第10話 江戸話その1

読者諸君には申し訳ない。


ここで少し、過去の話をさせていただく。


まだ、連載中のこの小説だが、今、作者である私は、現在この一連の怪奇な出来事はもう少しで全て明らかになりそうなのだ。


何故この一連のおぞましい事件の発端は、この江戸時代の保土ケ谷から始まったからである。
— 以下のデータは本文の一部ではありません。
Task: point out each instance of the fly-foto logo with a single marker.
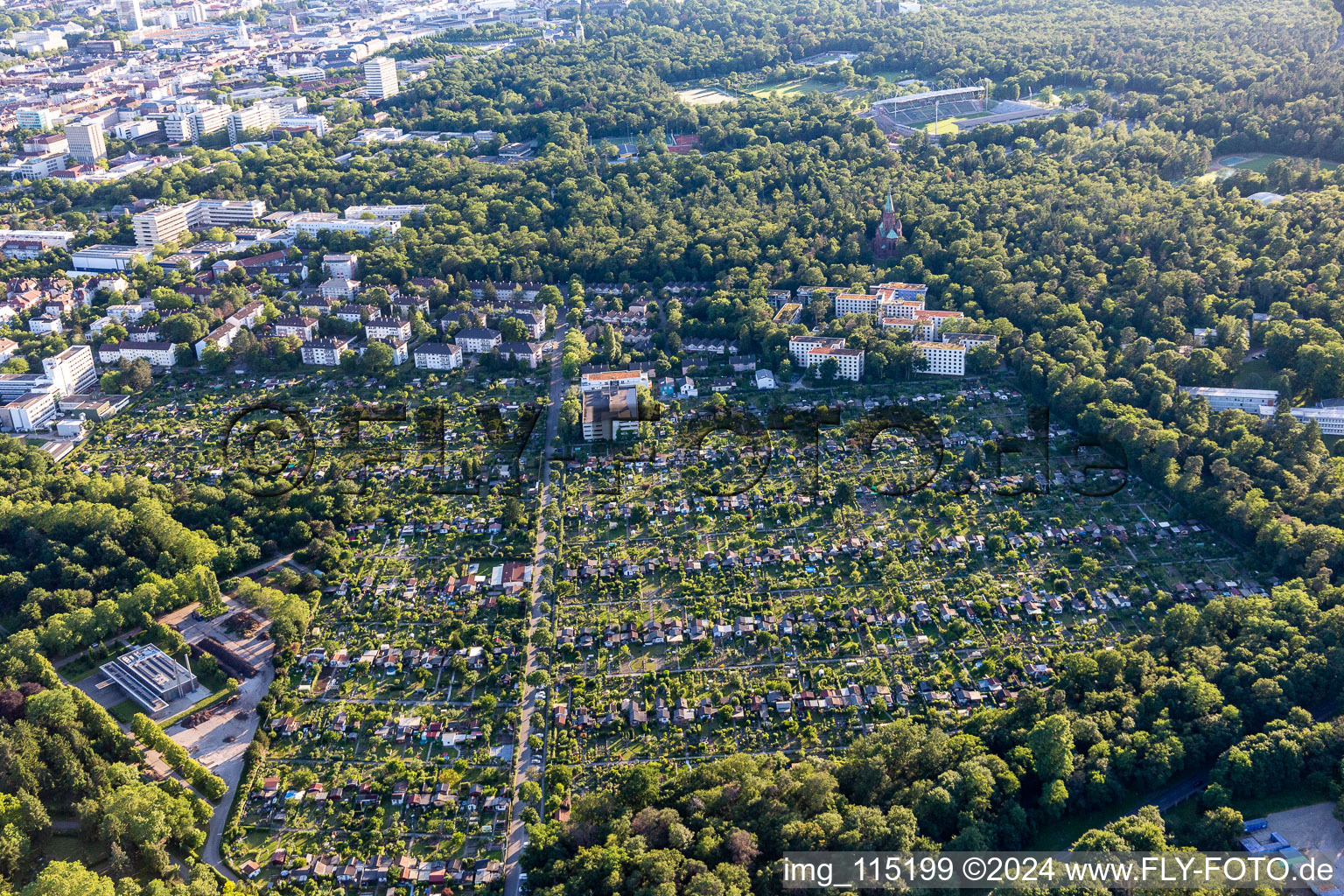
(270, 449)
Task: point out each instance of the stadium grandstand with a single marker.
(937, 112)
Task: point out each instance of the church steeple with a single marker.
(887, 241)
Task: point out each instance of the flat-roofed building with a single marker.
(1329, 419)
(29, 413)
(150, 679)
(324, 352)
(165, 223)
(609, 413)
(383, 213)
(72, 371)
(388, 328)
(1230, 399)
(438, 356)
(107, 258)
(478, 340)
(944, 359)
(87, 141)
(158, 354)
(613, 379)
(812, 351)
(315, 223)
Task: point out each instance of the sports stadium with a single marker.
(941, 112)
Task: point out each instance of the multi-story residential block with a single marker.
(34, 118)
(383, 213)
(1228, 399)
(381, 78)
(165, 223)
(72, 371)
(324, 352)
(101, 258)
(599, 381)
(315, 223)
(339, 288)
(478, 340)
(340, 265)
(608, 413)
(944, 359)
(388, 328)
(438, 356)
(29, 413)
(812, 351)
(292, 326)
(158, 354)
(87, 141)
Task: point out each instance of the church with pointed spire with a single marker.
(886, 242)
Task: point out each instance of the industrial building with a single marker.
(150, 677)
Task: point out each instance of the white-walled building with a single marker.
(438, 356)
(478, 340)
(72, 371)
(158, 354)
(381, 78)
(945, 359)
(165, 223)
(1228, 399)
(613, 379)
(388, 328)
(87, 141)
(324, 352)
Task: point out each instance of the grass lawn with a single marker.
(704, 95)
(1260, 163)
(124, 710)
(796, 88)
(72, 846)
(1256, 374)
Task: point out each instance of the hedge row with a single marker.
(153, 737)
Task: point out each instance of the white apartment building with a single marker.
(613, 379)
(256, 117)
(32, 118)
(381, 78)
(1329, 419)
(130, 15)
(924, 326)
(945, 359)
(1228, 399)
(398, 346)
(158, 354)
(190, 125)
(438, 356)
(43, 165)
(324, 352)
(46, 324)
(72, 371)
(388, 328)
(313, 223)
(87, 141)
(340, 265)
(165, 223)
(478, 340)
(30, 413)
(608, 413)
(300, 326)
(800, 346)
(383, 213)
(339, 288)
(304, 121)
(49, 238)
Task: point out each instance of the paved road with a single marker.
(516, 833)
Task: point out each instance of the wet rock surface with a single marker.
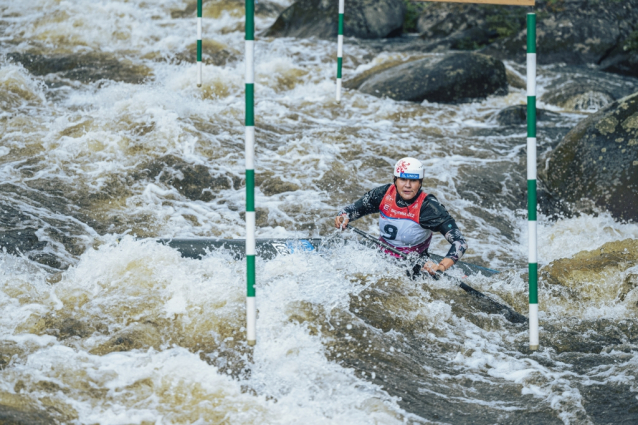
(84, 67)
(517, 115)
(455, 78)
(578, 92)
(591, 268)
(598, 161)
(319, 18)
(578, 32)
(446, 26)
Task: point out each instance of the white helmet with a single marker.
(408, 168)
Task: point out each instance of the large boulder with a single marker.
(320, 18)
(597, 161)
(577, 32)
(467, 26)
(586, 89)
(454, 78)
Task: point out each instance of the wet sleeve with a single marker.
(369, 204)
(435, 217)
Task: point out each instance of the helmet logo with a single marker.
(402, 167)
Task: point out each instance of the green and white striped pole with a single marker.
(199, 43)
(340, 49)
(531, 180)
(251, 309)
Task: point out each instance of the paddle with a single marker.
(509, 314)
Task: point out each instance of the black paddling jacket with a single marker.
(433, 217)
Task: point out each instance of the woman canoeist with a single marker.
(408, 216)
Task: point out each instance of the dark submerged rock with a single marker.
(10, 415)
(84, 67)
(517, 115)
(193, 181)
(597, 161)
(456, 78)
(320, 18)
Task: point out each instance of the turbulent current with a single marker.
(107, 142)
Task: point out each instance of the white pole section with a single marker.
(251, 309)
(340, 49)
(199, 43)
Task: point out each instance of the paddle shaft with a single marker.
(510, 314)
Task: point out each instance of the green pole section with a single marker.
(251, 309)
(199, 43)
(531, 181)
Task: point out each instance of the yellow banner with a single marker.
(508, 2)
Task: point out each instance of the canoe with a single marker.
(270, 248)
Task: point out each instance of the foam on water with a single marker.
(121, 330)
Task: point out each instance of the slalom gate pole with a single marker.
(510, 314)
(251, 309)
(340, 49)
(199, 43)
(531, 180)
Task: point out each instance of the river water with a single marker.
(104, 140)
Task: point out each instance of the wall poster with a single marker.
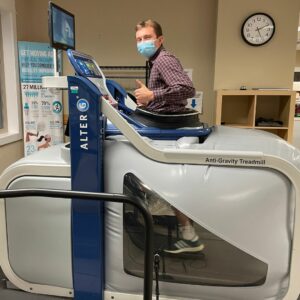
(42, 107)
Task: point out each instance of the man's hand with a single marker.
(142, 94)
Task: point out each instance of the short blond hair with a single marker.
(150, 23)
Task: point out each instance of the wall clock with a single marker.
(258, 29)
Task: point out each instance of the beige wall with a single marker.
(298, 59)
(270, 65)
(13, 151)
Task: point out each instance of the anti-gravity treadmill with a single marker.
(240, 188)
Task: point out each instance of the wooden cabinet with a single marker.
(270, 110)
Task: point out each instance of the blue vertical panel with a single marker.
(86, 138)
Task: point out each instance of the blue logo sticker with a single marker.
(82, 105)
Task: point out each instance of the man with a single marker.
(167, 92)
(169, 86)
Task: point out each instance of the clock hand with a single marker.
(258, 30)
(263, 27)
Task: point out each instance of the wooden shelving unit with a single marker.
(242, 108)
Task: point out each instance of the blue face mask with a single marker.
(147, 48)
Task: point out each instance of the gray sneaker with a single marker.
(183, 245)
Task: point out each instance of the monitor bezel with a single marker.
(53, 43)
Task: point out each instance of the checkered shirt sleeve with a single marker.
(170, 84)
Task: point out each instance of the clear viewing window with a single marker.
(219, 264)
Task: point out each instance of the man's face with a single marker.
(147, 34)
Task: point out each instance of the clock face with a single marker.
(258, 29)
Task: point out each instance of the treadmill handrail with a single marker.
(117, 198)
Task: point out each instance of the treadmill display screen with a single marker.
(87, 67)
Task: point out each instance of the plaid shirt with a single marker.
(170, 84)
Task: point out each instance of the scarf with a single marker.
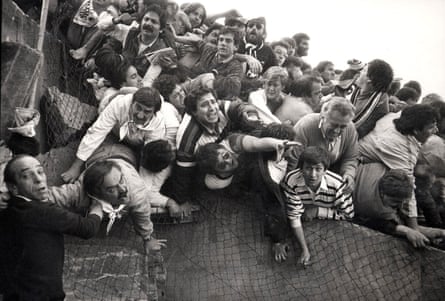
(110, 211)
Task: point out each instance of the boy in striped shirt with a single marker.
(311, 192)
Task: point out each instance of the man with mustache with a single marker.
(32, 234)
(138, 43)
(254, 45)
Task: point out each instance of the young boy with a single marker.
(314, 192)
(395, 188)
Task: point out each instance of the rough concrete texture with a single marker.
(20, 69)
(106, 267)
(66, 117)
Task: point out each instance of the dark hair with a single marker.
(439, 107)
(9, 172)
(407, 93)
(298, 37)
(414, 85)
(227, 87)
(314, 155)
(236, 34)
(194, 6)
(95, 174)
(191, 100)
(290, 41)
(157, 155)
(278, 131)
(415, 117)
(302, 87)
(394, 87)
(155, 8)
(338, 104)
(293, 60)
(280, 43)
(432, 97)
(166, 84)
(207, 157)
(396, 183)
(381, 75)
(322, 66)
(214, 26)
(149, 97)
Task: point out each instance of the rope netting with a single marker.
(223, 253)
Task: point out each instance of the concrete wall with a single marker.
(19, 28)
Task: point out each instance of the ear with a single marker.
(12, 188)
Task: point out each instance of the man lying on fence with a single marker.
(311, 192)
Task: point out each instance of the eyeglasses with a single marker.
(257, 25)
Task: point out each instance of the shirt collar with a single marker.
(148, 45)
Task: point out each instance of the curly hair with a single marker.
(381, 75)
(191, 100)
(415, 117)
(193, 7)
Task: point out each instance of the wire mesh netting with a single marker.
(223, 255)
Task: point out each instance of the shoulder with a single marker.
(333, 179)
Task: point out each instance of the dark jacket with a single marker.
(32, 247)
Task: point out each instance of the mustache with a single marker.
(147, 27)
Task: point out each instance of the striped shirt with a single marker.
(332, 203)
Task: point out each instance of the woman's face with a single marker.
(207, 110)
(196, 17)
(273, 89)
(132, 78)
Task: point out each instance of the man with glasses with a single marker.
(333, 130)
(255, 45)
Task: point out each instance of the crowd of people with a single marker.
(188, 104)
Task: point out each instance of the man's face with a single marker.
(238, 26)
(132, 78)
(333, 124)
(176, 98)
(316, 93)
(303, 47)
(150, 24)
(207, 110)
(429, 130)
(114, 188)
(294, 72)
(312, 174)
(196, 16)
(280, 53)
(212, 37)
(393, 201)
(141, 113)
(226, 45)
(226, 163)
(363, 78)
(273, 89)
(329, 73)
(30, 179)
(255, 33)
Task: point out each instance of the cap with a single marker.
(231, 20)
(260, 20)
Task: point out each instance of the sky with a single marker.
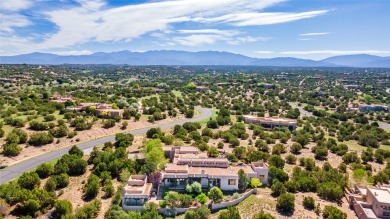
(312, 29)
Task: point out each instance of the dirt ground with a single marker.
(96, 132)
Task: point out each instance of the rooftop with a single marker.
(382, 195)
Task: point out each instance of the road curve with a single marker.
(13, 171)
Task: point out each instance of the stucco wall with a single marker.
(225, 183)
(216, 206)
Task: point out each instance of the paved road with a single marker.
(306, 113)
(13, 171)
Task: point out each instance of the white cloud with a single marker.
(210, 36)
(247, 39)
(73, 52)
(314, 34)
(200, 39)
(335, 52)
(92, 21)
(10, 21)
(14, 5)
(210, 31)
(263, 52)
(261, 18)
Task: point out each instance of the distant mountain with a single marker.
(172, 57)
(361, 60)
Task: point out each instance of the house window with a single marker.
(231, 182)
(261, 177)
(386, 212)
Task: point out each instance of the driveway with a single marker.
(14, 171)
読者諸君、皆様の参考になると信じて、この話に少しだけ耳を傾けて欲しい…では…。




頃は文政13年、ひとりの男がのぼりを持って、何やら周りに叫んでいた。


ここは、江戸の日本橋。


人々が忙しなく行き交う日本橋。



「おーい!お伊勢さまに御札が降るぞー!早うひらわんと、ご利益にありつけんぞー!」 

  

「さぁさお伊勢参りじゃ、ぬけまいりじゃ!」

 

「オイラは行くぞ!お伊勢参りじゃ!」


男がのぼりを持ち上げ、歩き出すと我も我もと列を作り西へ西へとついて行く


品川宿につく頃にゃ、北の国から来た者達と合いまって、百が二百、二百が四百と膨れ上がり、ええじゃないかの掛け声にまだまだ人は増えていく。


一生一度のお伊勢参りじゃ、この機を逃すなと着の身着のままの村人や、金を溜め込み物見遊山と洒落込む旦那衆も加わって、お伊勢参りの参拝は巨大なうねりとなり、異常な熱気に包まれていた。